In their 2005 text The Science of False Memory, Brainerd and Reyna wrote of Piaget's influence:

"In the course of a long and hugely prolific career, he contributed important scholarly work to fields as diverse as the philosophy of science, linguistics, education, sociology, and evolutionary biology. Above all, however, he was the developmental psychologist of the 20th century. For two decades, from the early 1960s to the early 1980s, Piagetian theory and Piaget's research findings dominated developmental psychology worldwide, much as Freud's ideas had dominated abnormal psychology a generation before. Almost single-handedly, he shifted the focus of developmental research away from its traditional concerns with social and emotional development and toward cognitive development."

Biographies of Jean Piaget

If you want to learn more about Piaget, consider some of these biographies of his life.

  • Bringuier, J.C. (1980). Conversations with Jean Piaget. Chicago: University of Chicago Press.
  • Evans, R. (1973). Jean Piaget, the man and his ideas. New York: Dutton.
  • Piaget, J. (1952). Autobiography. In E. Boring (ed). History of psychology in autobiography. Vol. 4. Worcester, MA: Clark University Press.

Selected Publications by Jean Piaget

For a further exploration of his ideas, consider reading some of the source texts. The following are some of Piaget's best-known works.

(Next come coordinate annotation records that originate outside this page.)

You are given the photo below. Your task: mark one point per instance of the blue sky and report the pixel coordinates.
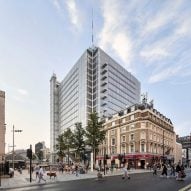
(150, 38)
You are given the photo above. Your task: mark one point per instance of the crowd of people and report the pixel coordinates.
(175, 170)
(73, 168)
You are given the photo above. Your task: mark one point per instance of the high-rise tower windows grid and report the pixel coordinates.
(95, 83)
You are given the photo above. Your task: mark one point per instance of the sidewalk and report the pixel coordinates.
(22, 180)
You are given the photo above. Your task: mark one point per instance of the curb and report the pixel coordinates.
(186, 188)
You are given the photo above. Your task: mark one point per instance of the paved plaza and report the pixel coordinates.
(23, 179)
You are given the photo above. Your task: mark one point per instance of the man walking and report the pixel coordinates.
(125, 172)
(41, 174)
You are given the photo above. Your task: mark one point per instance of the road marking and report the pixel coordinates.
(186, 188)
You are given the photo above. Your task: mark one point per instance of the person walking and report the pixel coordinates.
(172, 170)
(41, 174)
(155, 169)
(164, 170)
(125, 172)
(36, 169)
(76, 169)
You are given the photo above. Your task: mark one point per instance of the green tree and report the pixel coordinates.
(78, 141)
(60, 147)
(95, 133)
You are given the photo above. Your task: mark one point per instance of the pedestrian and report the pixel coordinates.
(172, 170)
(76, 169)
(155, 169)
(41, 174)
(125, 172)
(36, 169)
(164, 170)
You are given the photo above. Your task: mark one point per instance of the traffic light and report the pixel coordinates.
(29, 153)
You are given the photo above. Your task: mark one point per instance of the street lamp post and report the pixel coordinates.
(14, 144)
(67, 140)
(163, 148)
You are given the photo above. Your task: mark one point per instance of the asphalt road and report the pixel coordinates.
(138, 182)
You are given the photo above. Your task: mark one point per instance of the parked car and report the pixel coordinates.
(11, 172)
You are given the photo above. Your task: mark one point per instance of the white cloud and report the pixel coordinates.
(114, 35)
(57, 4)
(162, 17)
(22, 92)
(74, 14)
(183, 128)
(153, 54)
(164, 74)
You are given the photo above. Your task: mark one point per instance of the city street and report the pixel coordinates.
(138, 182)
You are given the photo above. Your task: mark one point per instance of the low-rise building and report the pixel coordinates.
(178, 153)
(2, 125)
(138, 136)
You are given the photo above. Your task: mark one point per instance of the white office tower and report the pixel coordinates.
(95, 83)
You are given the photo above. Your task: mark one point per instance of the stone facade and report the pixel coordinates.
(138, 136)
(2, 125)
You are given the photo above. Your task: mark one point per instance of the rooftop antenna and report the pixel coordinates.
(92, 29)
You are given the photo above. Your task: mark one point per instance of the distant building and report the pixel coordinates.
(186, 149)
(138, 136)
(39, 147)
(95, 83)
(2, 125)
(178, 153)
(41, 151)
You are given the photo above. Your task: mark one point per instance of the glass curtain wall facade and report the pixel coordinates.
(95, 83)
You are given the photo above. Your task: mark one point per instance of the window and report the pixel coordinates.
(113, 150)
(142, 147)
(151, 136)
(143, 135)
(143, 125)
(132, 126)
(132, 148)
(123, 138)
(132, 117)
(132, 137)
(123, 129)
(113, 132)
(113, 141)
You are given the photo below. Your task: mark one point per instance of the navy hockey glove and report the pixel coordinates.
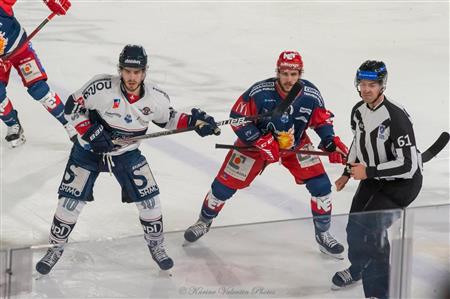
(337, 149)
(204, 124)
(99, 139)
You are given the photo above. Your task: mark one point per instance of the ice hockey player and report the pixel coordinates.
(109, 107)
(25, 60)
(389, 168)
(270, 135)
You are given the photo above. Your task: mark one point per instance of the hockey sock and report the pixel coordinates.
(7, 113)
(151, 220)
(52, 102)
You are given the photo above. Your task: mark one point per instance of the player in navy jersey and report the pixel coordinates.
(109, 107)
(25, 60)
(287, 131)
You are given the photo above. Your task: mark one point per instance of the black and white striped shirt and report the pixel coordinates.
(384, 141)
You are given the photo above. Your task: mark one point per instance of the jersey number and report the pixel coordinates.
(404, 140)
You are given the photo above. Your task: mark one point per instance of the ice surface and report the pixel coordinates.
(206, 54)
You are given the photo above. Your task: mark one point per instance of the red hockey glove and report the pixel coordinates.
(338, 150)
(60, 7)
(268, 148)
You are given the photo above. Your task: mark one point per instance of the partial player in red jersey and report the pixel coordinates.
(24, 59)
(269, 135)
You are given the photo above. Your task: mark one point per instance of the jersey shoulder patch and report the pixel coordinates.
(310, 91)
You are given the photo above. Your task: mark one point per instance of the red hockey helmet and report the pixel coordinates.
(290, 60)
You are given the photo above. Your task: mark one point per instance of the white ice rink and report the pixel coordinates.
(205, 54)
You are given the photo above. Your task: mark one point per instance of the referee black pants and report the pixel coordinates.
(368, 244)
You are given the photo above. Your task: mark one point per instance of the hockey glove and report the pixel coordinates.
(99, 139)
(337, 149)
(204, 124)
(59, 7)
(268, 148)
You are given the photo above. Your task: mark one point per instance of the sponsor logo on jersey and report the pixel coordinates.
(263, 86)
(3, 42)
(80, 101)
(96, 86)
(112, 114)
(285, 118)
(128, 119)
(160, 91)
(116, 103)
(142, 122)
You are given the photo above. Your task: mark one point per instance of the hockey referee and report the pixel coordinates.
(385, 158)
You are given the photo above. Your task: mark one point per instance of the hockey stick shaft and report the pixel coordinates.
(255, 149)
(32, 34)
(283, 106)
(436, 147)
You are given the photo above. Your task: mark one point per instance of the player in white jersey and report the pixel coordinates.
(109, 107)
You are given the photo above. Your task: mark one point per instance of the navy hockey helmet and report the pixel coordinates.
(372, 70)
(133, 56)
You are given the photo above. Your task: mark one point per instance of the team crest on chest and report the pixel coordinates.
(146, 110)
(382, 132)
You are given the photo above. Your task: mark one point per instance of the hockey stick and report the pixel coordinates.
(32, 34)
(279, 109)
(436, 147)
(254, 149)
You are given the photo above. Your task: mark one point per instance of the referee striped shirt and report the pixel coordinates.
(384, 141)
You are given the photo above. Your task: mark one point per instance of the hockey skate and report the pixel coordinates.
(197, 230)
(344, 278)
(71, 131)
(329, 245)
(14, 135)
(160, 256)
(45, 264)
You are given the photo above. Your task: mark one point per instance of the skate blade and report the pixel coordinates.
(186, 243)
(338, 256)
(337, 288)
(18, 142)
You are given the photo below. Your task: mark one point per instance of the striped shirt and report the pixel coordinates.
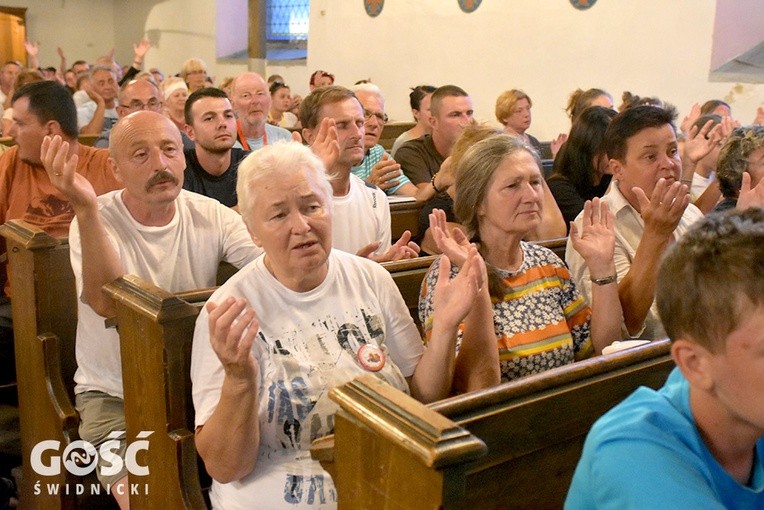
(542, 322)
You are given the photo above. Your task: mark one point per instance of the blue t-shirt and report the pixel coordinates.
(647, 453)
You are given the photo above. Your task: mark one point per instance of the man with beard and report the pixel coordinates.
(136, 230)
(211, 166)
(251, 102)
(333, 125)
(134, 95)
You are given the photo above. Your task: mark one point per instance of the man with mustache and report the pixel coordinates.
(251, 102)
(333, 125)
(136, 230)
(211, 166)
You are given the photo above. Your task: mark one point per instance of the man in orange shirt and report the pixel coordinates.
(39, 109)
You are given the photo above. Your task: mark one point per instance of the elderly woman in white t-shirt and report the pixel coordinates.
(299, 320)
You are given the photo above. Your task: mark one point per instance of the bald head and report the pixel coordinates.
(131, 127)
(251, 102)
(248, 80)
(139, 95)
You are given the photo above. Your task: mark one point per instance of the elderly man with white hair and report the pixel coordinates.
(378, 167)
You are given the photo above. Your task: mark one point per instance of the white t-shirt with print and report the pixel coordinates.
(360, 218)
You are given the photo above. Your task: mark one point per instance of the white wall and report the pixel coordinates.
(85, 30)
(178, 29)
(545, 47)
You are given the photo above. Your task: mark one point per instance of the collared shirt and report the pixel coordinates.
(629, 228)
(374, 156)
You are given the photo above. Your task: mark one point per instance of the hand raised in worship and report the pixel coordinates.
(141, 48)
(92, 94)
(452, 243)
(233, 327)
(759, 119)
(385, 173)
(453, 298)
(62, 172)
(33, 48)
(595, 241)
(556, 144)
(663, 210)
(690, 119)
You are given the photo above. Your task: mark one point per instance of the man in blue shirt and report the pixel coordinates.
(698, 442)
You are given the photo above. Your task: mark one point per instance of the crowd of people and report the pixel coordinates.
(294, 192)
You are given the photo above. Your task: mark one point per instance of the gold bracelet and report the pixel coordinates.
(605, 281)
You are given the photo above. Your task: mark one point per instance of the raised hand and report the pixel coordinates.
(385, 173)
(326, 145)
(233, 328)
(454, 244)
(595, 241)
(62, 172)
(92, 94)
(759, 119)
(453, 299)
(33, 48)
(690, 119)
(663, 210)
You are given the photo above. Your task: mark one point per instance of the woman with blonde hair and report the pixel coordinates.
(513, 110)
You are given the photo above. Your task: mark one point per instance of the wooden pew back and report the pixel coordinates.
(408, 275)
(404, 216)
(391, 131)
(513, 446)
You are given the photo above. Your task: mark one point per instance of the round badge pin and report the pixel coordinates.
(371, 357)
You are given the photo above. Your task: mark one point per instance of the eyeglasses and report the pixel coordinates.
(152, 104)
(381, 117)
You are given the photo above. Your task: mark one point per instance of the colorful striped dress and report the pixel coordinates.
(543, 320)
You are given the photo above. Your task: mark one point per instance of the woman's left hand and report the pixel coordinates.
(453, 299)
(596, 240)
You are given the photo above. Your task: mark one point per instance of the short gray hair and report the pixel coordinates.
(280, 159)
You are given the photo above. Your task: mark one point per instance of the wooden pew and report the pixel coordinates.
(556, 245)
(404, 216)
(156, 329)
(408, 275)
(44, 304)
(391, 131)
(513, 446)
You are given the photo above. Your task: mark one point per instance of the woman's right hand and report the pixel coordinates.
(596, 239)
(232, 328)
(454, 244)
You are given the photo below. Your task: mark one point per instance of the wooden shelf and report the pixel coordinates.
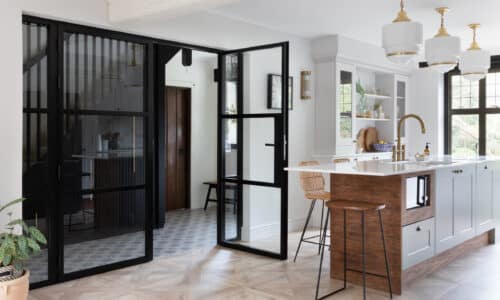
(375, 96)
(372, 119)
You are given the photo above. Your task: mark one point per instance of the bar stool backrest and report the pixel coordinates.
(311, 181)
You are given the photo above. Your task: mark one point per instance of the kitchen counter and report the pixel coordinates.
(455, 217)
(389, 168)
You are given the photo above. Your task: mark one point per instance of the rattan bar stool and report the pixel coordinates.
(313, 185)
(363, 208)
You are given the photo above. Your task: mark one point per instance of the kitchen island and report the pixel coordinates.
(436, 211)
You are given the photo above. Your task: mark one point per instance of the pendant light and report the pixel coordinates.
(475, 62)
(442, 51)
(402, 38)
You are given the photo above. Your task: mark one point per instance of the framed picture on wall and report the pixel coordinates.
(274, 92)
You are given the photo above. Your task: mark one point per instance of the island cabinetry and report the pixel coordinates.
(418, 242)
(454, 206)
(484, 205)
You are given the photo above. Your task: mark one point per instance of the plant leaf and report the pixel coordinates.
(37, 235)
(13, 202)
(33, 244)
(22, 244)
(2, 252)
(18, 265)
(6, 260)
(10, 246)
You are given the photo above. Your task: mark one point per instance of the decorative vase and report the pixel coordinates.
(16, 289)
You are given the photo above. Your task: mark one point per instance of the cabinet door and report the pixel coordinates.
(418, 242)
(484, 203)
(345, 132)
(463, 199)
(445, 235)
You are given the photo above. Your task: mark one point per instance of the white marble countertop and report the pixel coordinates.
(389, 168)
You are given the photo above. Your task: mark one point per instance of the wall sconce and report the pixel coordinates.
(305, 85)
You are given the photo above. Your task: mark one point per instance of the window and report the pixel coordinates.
(473, 115)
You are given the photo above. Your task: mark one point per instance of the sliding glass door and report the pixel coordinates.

  • Piaget, J. (1936) Origins of intelligence in the child. London: Routledge & Kegan Paul.
  • Piaget, J. (1945) Play, dreams and imitation in childhood. London: Heinemann.
  • Piaget, J. (1970) Main trends in psychology. London: George Allen & Unwin.
  • Piaget, J. (1970). Genetic epistemology. New York: W.W. Norton & Company.
  • Piaget, J. (1973). Memory and intelligence. New York: BasicBooks.

In His Own Words

"The principle goal of education in the schools should be creating men and women who are capable of doing new things, not simply repeating what other generations have done.
-Jean Piaget


Brainerd, C. J., & Reyna, V. F. (2005). The science of false memory. New York: Oxford University Press.